La situación es compleja, en eso están de acuerdo todas las partes. Por un lado está la ley –incluido un convenio internacional ratificado por voluntad propia–, que obliga en teoría a escolarizar a todo el alumnado en colegios ordinarios y dejar los de educación especial como centros de recursos especializados. Por otro, la realidad, que impide de facto que se cumpla esa misma ley –también hay acuerdo en esto, y aquí acaban las coincidencias–. Lo más grave, añaden expertos y profesionales pro inclusión, es que ni siquiera se avanza en esa dirección. Hoy, cuatro años después de que se aprobara la Lomloe con su disposición adicional cuarta y su década de margen para aplicarla, la situación del alumnado con necesidades educativas especiales está básicamente igual que antes de que se regulara.

O peor, argumentaría un defensor de la inclusión. Sin entrar en la interpretación holística de la inclusión que defienden los expertos (presencia, sí, pero también participación y aprendizaje), los números muestran que la escolarización de alumnos en los centros de educación especial va a más, contra lo que propugna la ley. En los últimos diez años se ha pasado de 418 estudiantes con necesidades educativas especiales en estos colegios por cada 100.000 matriculados a 517, un 23,6% más.

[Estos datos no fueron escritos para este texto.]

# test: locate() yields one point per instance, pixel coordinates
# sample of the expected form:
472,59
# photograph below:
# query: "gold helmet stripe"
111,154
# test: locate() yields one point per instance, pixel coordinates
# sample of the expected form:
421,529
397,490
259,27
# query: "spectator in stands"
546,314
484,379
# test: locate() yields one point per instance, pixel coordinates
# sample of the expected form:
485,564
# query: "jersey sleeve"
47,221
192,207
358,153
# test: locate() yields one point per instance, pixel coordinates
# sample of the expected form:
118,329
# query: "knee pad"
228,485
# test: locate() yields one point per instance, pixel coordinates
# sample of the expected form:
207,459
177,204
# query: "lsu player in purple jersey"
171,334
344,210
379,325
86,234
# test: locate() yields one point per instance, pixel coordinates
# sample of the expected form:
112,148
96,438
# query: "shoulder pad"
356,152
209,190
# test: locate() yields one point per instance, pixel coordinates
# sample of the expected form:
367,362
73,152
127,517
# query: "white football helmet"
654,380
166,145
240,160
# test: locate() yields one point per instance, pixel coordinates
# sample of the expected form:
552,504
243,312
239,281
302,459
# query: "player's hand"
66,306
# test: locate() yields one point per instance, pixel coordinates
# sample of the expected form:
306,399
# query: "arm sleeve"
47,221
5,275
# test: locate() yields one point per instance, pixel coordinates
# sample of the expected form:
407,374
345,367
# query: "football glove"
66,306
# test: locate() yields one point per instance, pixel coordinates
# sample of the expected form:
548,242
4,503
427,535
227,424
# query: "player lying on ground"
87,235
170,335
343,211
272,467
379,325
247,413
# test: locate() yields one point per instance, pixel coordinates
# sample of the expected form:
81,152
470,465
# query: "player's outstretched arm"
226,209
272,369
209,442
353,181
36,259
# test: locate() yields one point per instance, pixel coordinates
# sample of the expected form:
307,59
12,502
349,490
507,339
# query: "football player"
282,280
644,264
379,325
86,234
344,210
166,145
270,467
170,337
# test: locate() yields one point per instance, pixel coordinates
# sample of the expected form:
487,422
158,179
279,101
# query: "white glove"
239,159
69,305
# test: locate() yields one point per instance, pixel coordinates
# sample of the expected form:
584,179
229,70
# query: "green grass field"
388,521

Lo hacen en términos absolutos (número total de matriculados en centros de educación especial) y relativos (respecto al total de matriculados) en todas las comunidades autónomas, excepto Extremadura, Catalunya y Asturias.



En el conjunto del país, los estudiantes que van a los centros especiales han pasado en diez años de 33.752 a 43.074, un aumento del 27,6%.



No será porque la ley es ambigua. España se adhirió a la Convención de la ONU sobre los derechos de las personas con discapacidad, una normativa de rango internacional que por tanto está por encima de las leyes orgánicas propias. Este tratado especifica en su artículo 24 que los Gobiernos asegurarán que “las personas con discapacidad puedan acceder a una educación primaria y secundaria inclusiva, de calidad y gratuita, en igualdad de condiciones con las demás”; que “se hagan ajustes razonables en función de las necesidades individuales”; “se preste el apoyo necesario a las personas con discapacidad, en el marco del sistema general de educación, para facilitar su formación efectiva”. En una frase: todos los alumnos deben ir a los mismos colegios.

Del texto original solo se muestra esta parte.